Я увидел, что испуг в глазах Моники немного унялся. И обнял девушку за талию.
– Где мы находимся? – спросил я.
– В Венсенском лесу, это юго-восточный пригород Парижа. Там в стороне – особняки очень богатых людей. Я иногда ходила смотреть, как они живут… Один раз кто-то даже полицию вызвал, еле убежала. А к югу расположен бывший королевский замок. Нам нельзя тут надолго останавливаться. Будут с полицией проблемы. Если несколько дней – они еще терпят, а если дольше… Лучше не думать!
– Что будем делать? – спросил я. – Прекрасный вечер. Может, прогуляемся по окрестностям?
– Тимош! – Моника посмотрела на меня пронзительным взглядом, отказать которому было невозможно. – Пока наши цыгане разбирают вещи, хочешь – мы сходим к Мориа? Он, наверно, еще не спит. Я очень хочу его увидеть! Боюсь, что однажды осенью мы приедем, а он исчезнет!
– Мориа?
– Тот клошар, о котором я тебе говорила.
– Ах да, Мориа… У него странное имя.
– Подожди, я захвачу пару бутылок вина и что-то из еды.

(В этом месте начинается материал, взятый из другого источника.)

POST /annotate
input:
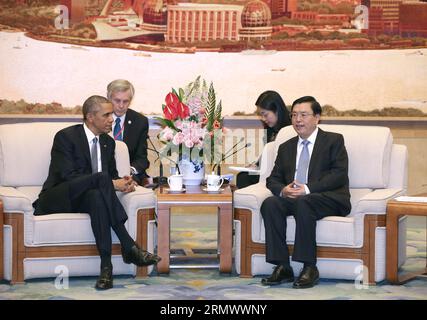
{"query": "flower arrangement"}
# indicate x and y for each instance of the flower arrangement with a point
(192, 124)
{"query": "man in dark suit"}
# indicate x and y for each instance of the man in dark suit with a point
(83, 178)
(129, 126)
(309, 181)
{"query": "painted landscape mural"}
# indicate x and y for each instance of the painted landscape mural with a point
(358, 57)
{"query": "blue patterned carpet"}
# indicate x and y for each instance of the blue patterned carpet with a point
(208, 284)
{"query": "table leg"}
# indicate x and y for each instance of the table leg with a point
(163, 237)
(392, 246)
(225, 234)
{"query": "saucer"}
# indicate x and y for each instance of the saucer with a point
(213, 191)
(175, 191)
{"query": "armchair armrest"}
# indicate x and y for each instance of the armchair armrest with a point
(376, 201)
(15, 201)
(141, 198)
(252, 196)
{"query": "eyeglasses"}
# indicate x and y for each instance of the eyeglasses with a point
(303, 115)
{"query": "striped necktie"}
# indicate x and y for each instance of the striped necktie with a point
(117, 130)
(94, 155)
(304, 160)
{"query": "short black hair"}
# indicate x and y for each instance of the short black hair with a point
(93, 104)
(272, 101)
(315, 106)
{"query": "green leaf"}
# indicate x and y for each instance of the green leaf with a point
(210, 109)
(181, 94)
(166, 123)
(175, 93)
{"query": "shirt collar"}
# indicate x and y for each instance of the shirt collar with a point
(311, 138)
(122, 119)
(89, 134)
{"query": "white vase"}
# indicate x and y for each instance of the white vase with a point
(193, 172)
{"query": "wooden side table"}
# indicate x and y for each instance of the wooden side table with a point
(195, 197)
(395, 210)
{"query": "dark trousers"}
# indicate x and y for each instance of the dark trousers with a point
(306, 211)
(94, 194)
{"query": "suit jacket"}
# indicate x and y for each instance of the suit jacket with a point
(135, 136)
(70, 159)
(327, 172)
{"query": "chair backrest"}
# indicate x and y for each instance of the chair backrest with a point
(25, 152)
(369, 151)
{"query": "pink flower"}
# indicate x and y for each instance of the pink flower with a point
(178, 139)
(189, 143)
(216, 124)
(167, 134)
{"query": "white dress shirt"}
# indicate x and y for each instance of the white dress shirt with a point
(122, 123)
(90, 135)
(311, 139)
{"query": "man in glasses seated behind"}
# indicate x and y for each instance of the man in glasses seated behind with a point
(309, 181)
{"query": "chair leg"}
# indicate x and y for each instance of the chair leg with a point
(143, 216)
(16, 221)
(366, 253)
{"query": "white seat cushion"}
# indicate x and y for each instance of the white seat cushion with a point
(58, 228)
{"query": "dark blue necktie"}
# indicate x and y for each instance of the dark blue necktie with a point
(117, 130)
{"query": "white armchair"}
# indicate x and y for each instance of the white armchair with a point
(377, 173)
(34, 246)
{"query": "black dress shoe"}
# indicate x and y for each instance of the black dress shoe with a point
(105, 280)
(308, 278)
(140, 257)
(279, 275)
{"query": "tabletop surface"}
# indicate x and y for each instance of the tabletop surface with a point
(194, 193)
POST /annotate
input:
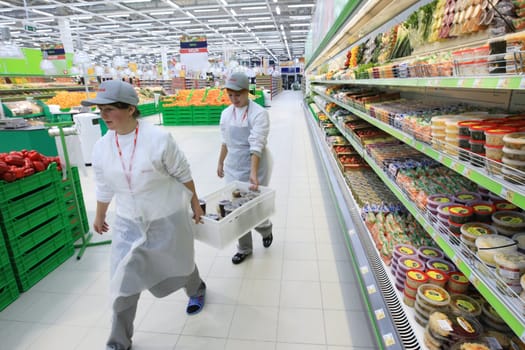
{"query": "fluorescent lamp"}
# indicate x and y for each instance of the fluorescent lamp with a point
(254, 8)
(206, 10)
(167, 12)
(301, 5)
(42, 13)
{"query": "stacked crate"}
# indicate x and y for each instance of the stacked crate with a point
(34, 226)
(75, 210)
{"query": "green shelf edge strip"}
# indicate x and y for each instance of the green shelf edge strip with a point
(512, 320)
(481, 179)
(483, 82)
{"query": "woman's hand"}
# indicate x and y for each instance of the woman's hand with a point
(197, 211)
(100, 225)
(220, 170)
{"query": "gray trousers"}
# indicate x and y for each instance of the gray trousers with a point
(122, 323)
(245, 243)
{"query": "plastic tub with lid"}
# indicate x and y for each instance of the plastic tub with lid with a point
(490, 245)
(494, 137)
(472, 230)
(509, 222)
(457, 283)
(515, 140)
(464, 305)
(513, 154)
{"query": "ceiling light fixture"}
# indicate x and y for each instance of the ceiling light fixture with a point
(43, 13)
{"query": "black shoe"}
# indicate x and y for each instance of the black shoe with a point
(239, 258)
(268, 241)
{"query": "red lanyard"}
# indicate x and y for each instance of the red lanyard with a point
(130, 167)
(245, 114)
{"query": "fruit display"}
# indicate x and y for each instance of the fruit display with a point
(19, 164)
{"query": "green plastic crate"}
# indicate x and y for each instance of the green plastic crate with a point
(39, 234)
(8, 287)
(17, 227)
(20, 205)
(41, 251)
(32, 276)
(18, 188)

Моника на пять минут исчезла в темноте. Я закурил, глядя вперед на далекие огоньки Парижа. У меня было странное, почти сюрреалистическое чувство от всего происходящего. Святая Сара, цыганская Кали, рассказ дяди Яноша о даре Моники, предстоящий визит к клошару Мориа… Сценки из другой, странной, плохо понятной мне жизни.
– Я взяла продукты. Идем! – окликнула меня из темноты Моника. – Это недалеко.

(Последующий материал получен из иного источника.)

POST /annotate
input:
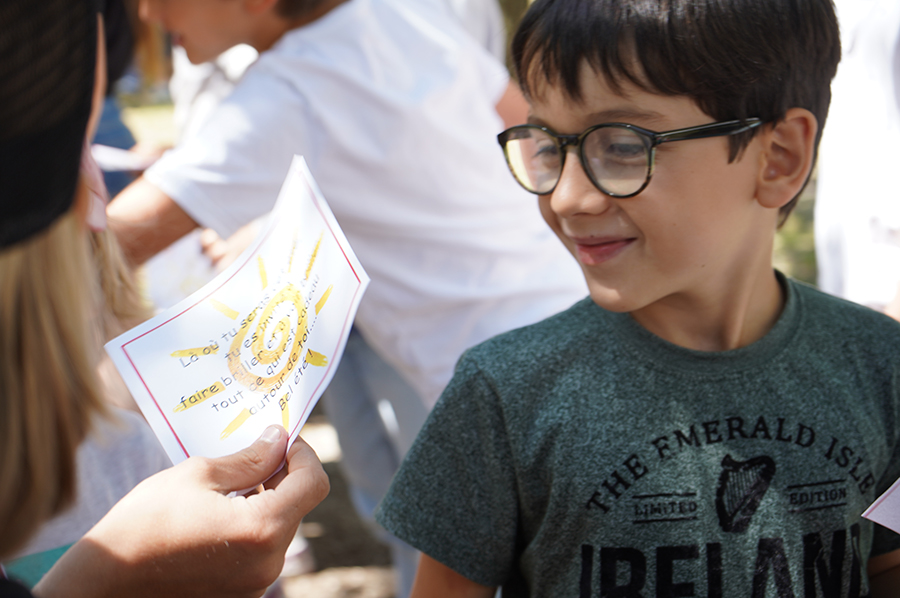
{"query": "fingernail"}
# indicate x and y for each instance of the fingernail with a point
(272, 434)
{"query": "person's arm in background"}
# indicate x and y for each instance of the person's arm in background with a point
(893, 308)
(145, 221)
(179, 534)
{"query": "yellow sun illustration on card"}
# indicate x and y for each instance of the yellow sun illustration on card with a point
(269, 344)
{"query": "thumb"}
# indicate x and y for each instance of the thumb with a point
(251, 466)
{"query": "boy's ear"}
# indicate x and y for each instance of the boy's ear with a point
(787, 157)
(259, 6)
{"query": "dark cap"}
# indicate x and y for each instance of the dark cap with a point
(47, 62)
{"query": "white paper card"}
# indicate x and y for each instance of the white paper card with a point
(886, 510)
(258, 344)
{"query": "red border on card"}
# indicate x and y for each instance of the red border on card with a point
(318, 206)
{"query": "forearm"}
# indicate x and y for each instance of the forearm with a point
(145, 221)
(436, 580)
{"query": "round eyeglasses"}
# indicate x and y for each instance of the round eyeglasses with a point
(617, 157)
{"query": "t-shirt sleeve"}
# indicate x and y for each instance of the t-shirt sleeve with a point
(454, 497)
(230, 172)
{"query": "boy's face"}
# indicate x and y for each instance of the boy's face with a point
(205, 28)
(693, 233)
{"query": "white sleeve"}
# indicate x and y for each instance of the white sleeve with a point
(230, 172)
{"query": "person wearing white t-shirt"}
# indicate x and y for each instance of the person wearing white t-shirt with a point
(857, 215)
(394, 107)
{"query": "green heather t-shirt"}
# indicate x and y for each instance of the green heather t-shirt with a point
(583, 456)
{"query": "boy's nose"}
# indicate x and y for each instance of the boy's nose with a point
(575, 193)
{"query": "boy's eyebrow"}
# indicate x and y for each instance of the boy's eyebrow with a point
(645, 117)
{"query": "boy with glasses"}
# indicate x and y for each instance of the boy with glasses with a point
(702, 425)
(395, 108)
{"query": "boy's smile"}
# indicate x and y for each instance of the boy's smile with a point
(688, 255)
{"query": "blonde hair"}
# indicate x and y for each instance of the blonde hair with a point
(49, 393)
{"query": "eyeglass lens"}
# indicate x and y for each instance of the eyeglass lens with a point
(617, 159)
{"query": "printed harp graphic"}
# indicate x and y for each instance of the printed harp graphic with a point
(742, 485)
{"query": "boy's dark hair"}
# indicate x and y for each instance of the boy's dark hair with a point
(736, 58)
(292, 9)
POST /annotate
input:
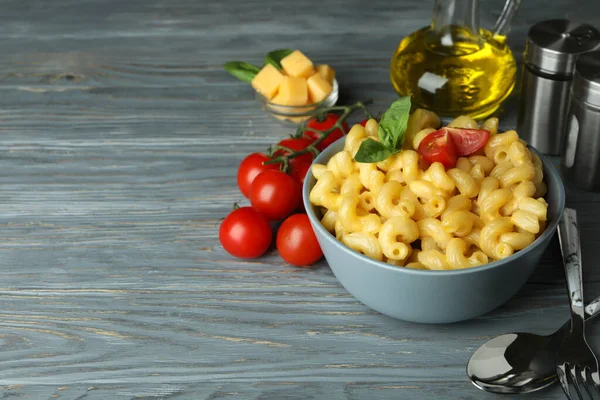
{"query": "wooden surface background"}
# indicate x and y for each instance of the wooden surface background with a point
(120, 137)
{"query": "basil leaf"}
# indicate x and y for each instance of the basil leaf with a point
(392, 126)
(241, 70)
(274, 58)
(372, 151)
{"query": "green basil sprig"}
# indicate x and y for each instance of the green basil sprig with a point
(274, 58)
(392, 128)
(242, 70)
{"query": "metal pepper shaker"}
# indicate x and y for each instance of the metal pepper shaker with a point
(581, 157)
(550, 54)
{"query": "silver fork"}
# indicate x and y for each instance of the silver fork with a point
(577, 366)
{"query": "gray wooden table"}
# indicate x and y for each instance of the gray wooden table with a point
(120, 136)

Мы немного поплутали по дорожкам то ли леска, то ли парка.
– Полиция знает, что он здесь живет, – шепотом сказала Моника. – Но его почему-то не трогают, хотя остальных бомжей отсюда выселяют. Просто все делают вид, что его давно нет.
– Ясно.
Мы пришли к небольшому шалашу, тщательно замаскированному среди кустов. Несмотря на то что листва практически осыпалась, убежища почти не было видно из-за густых веток. Только узкая полоска дымка выдавала человеческое присутствие неподалеку. Учуяв нас, где-то рядом залаял пес.

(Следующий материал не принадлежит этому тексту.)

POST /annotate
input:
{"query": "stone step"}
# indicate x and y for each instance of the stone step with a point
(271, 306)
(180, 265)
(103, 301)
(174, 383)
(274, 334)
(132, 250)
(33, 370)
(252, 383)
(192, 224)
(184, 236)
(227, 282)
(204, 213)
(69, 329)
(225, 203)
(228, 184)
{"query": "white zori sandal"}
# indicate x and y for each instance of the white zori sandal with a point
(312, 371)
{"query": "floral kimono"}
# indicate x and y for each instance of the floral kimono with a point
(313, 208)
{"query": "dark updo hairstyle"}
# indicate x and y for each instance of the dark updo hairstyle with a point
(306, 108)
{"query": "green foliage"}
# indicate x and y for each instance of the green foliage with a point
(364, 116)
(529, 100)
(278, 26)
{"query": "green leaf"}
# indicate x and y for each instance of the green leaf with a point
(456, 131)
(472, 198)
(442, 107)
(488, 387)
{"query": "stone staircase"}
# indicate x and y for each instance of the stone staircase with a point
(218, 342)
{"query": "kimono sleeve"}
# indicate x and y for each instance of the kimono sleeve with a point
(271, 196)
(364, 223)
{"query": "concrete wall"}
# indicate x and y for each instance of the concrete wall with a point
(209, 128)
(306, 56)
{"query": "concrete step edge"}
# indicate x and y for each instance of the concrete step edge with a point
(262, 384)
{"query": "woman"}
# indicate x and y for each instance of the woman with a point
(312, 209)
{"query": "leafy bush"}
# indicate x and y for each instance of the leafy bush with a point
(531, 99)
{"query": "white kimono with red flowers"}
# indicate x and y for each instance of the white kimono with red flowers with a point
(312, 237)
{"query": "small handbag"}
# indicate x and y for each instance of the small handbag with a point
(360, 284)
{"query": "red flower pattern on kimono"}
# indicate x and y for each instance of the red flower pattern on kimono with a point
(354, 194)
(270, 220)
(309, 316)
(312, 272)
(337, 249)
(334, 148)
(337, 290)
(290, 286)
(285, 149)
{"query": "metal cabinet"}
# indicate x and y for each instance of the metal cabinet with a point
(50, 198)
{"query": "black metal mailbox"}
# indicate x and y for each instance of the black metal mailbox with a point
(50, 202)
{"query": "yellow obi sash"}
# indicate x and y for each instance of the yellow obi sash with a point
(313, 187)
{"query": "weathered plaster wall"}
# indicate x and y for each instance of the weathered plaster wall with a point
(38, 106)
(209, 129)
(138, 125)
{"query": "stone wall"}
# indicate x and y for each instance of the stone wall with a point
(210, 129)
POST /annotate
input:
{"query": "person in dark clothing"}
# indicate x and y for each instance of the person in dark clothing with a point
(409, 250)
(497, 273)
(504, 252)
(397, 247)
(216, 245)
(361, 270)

– Он не любит, когда его беспокоят незнакомцы, – прошептала мне Моника, поймав мой взгляд. – Но у меня есть пароль.
– Ты не будешь скучать по мне, разве ты совсем не будешь скучать по мне… – вдруг громко напела Моника по-английски необыкновенно красивым, гортанным голосом.
– Что это? – шепотом спросил я, остолбенев от неожиданности.
– Мориа любит эту песню. Он когда-то пел ее, убаюкивая меня.
– Это песня Сида Баррета, одного из основателей «Пинк Флойд». Из раннего… – сообщил я цыганке. – Удивительно, что ты ее знаешь.
Она равнодушно пожала плечами:
– Может быть.
Дальше она напела какой-то куплет романса на цыганском. Я все так же не понимал, что происходит. Собачий лай внезапно оборвался, и молодой, веселый голос произнес из темноты:
– Моника? Неужели моя цыганская принцесса снова приехала?
Выскочив как черт из кустов, прямо напротив нас стоял высокий поджарый старик с длинными седыми волосами. Он держал за ошейник великолепного черного лабрадора.